Merge Tuples in a list - Spacy Trainset related


I have a 'n'(10K or more) tuples in a list like the following below (SpaCy's training format) -

[
('Apple are selling their products on Amazon', {'entities': [(0, 5, 'PROD-ORG')]}),
('Apple are selling their products on Amazon', {'entities': [(36, 42, 'ECOM-ORG')]})
]

The plan is to group same sentences and merge the dictionaries. I obviously went for the brute-force looping idea but that is very slow if I have 10-25K data. Any better/optimal ways to do this?

Desired output -

[('Apple are selling their products on Amazon', {'entities': [(0, 5, 'PROD-ORG'), (36, 42, 'ECOM-ORG')]})]

Solution

  • Use the fact that str in python can be hashed/indexed.

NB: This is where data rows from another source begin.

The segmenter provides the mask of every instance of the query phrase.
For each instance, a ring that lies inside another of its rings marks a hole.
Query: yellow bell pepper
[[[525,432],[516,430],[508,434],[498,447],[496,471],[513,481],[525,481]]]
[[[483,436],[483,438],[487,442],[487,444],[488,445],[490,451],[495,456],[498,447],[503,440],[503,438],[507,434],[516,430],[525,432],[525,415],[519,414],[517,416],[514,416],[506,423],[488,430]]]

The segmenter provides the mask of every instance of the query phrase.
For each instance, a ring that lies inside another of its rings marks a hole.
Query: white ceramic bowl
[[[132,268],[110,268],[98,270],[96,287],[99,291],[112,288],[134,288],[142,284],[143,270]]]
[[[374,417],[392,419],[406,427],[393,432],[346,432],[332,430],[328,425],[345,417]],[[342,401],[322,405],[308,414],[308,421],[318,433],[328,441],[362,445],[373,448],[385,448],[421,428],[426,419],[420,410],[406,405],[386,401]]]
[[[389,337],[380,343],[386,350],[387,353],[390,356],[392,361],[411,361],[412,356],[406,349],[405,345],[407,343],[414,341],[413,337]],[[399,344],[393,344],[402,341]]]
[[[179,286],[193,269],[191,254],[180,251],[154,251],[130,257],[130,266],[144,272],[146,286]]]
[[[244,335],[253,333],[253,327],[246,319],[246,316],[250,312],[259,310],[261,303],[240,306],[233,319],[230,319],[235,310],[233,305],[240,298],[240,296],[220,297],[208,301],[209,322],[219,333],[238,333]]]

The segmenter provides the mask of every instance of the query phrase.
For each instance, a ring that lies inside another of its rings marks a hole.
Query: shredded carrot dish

    Here I am using a dictionary with key as the string or 1st element of your tuple

    If you have memory limitations, you can batch it out OR use open-source platform like Google Colab

    temp = [
    ('Apple are selling their products on Amazon', {'entities': [(0, 5, 'PROD-ORG')]}),
    ('Apple are selling their products on Amazon', {'entities': [(36, 42, 'ECOM-ORG')]})
    ]
    data = {}
    for i in temp:
        if i[0] in data:data[i[0]]['entities'].append(i[1]['entities'][0])
        else: data[i[0]]= i[1]
    temp = [(k,v) for i,(k,v) in enumerate(data.items())]
    print(temp)
    
    [('Apple are selling their products on Amazon', {'entities': [(0, 5, 'PROD-ORG'), (36, 42, 'ECOM-ORG')]})]